Web-Site Authority Testing

        Many writing teachers have some version of this strategy to help students break through the Internet's technological attractions so that they can see how graphics and other web-based strategies create our unconscious belief in a page's authority.  Virgil Wong's RYT Hospital--Dwayne Medical Center web site simulates a convincing but absurd advanced medical technology research site that touts the results of its scientists' work.  The "medical breakthroughs" announced there are described with many of the visual devices which students typically assume will guarantee truth or accuracy.  Wong is a visual artist and programmer of considerable talent.  It also includes web-based features like researchers' weekly web logs ("blogs"), visitor comments and questions, and interactive displays, including an order form for made-to-order genetically modified babies and a dialogue with a gene-spliced talking mouse.

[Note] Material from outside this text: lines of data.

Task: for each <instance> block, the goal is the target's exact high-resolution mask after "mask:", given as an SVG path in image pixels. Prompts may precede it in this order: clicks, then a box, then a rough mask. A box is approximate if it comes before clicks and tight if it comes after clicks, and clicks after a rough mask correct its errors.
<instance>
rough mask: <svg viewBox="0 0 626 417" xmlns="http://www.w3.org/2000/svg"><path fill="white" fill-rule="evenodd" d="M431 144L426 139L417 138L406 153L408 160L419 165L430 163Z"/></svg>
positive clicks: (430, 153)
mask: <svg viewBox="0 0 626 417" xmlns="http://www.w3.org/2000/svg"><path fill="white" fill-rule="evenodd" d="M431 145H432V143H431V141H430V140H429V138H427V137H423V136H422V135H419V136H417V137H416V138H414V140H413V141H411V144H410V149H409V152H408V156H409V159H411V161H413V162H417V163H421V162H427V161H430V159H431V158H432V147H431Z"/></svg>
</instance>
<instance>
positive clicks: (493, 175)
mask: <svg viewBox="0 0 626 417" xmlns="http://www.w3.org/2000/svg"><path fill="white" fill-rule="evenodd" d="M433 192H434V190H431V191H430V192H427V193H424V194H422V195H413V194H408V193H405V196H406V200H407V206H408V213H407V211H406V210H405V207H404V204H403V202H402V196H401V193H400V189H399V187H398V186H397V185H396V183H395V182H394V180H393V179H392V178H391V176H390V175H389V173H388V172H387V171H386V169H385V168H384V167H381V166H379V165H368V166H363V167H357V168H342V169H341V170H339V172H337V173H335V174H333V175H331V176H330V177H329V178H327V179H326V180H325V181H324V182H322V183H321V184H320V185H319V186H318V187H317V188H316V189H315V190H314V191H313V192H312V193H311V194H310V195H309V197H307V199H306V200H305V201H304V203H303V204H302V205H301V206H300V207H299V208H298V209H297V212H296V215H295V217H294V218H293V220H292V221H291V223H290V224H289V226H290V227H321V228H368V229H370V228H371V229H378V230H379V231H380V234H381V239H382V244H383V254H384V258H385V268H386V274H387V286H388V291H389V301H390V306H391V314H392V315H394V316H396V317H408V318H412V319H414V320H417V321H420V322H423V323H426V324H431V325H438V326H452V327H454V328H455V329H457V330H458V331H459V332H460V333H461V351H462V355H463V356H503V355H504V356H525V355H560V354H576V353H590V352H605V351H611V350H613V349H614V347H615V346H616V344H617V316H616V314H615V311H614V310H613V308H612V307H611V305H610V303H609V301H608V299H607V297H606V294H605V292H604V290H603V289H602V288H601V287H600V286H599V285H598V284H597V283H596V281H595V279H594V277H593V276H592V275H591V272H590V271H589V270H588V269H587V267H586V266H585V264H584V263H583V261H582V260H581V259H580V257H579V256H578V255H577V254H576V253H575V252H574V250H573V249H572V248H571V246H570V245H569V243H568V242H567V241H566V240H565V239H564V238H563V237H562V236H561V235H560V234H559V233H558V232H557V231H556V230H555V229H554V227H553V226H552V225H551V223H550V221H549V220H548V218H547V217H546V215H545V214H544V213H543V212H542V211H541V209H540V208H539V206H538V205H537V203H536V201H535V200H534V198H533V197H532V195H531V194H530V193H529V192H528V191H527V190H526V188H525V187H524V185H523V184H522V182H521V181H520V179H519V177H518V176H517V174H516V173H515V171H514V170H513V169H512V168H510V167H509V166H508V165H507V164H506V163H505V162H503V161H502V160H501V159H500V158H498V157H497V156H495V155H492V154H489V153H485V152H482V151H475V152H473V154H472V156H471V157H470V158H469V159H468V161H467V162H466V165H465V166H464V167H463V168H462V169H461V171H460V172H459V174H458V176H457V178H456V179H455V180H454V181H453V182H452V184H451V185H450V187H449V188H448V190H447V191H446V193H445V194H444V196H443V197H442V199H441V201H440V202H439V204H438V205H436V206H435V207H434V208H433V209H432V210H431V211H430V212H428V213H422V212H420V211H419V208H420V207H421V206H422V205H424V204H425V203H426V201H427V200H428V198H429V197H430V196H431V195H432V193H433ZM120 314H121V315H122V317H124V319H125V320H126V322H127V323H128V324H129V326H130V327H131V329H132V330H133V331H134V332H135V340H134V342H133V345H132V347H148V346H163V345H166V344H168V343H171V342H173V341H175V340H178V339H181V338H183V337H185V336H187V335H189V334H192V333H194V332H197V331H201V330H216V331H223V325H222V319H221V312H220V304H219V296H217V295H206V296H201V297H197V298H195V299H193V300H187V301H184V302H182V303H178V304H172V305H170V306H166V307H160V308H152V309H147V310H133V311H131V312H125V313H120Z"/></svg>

        Once students have become more proficient in detecting web page attributes that create authority, the conversation can move backward in time to print media.  Periodicals and books have different kinds of physical cues readers use to determine the source's level of authority, and some (somber bindings, reference pages, authors with advanced degrees) can be "spoofed" as easily as Virgil Wong's simulated medical breakthrough announcements.  From the superficial and unconscious cues, the conversation can be guided to the more important guarantees of source quality which publishers offer.  Chief among these is peer-reviewed publication.  It's not a fool-proof process, and failures in peer-review mechanisms are useful to discuss, too.  Nevertheless, by the end of the conversation, most students will have a better idea of how difficult it is to achieve high quality when publishing a source, and how carefully that quality needs to be guarded from careless contamination by the lowest quality sources.  That also offers an opportunity to discuss the safer, "ladder of expertise" method of building one's ability to use the best sources by working up from the next-best sources.

        This assignment also can be used on conjunction with the "Jargon, Terms of Art, Method, and Membership in Scholarly Communities" assignment.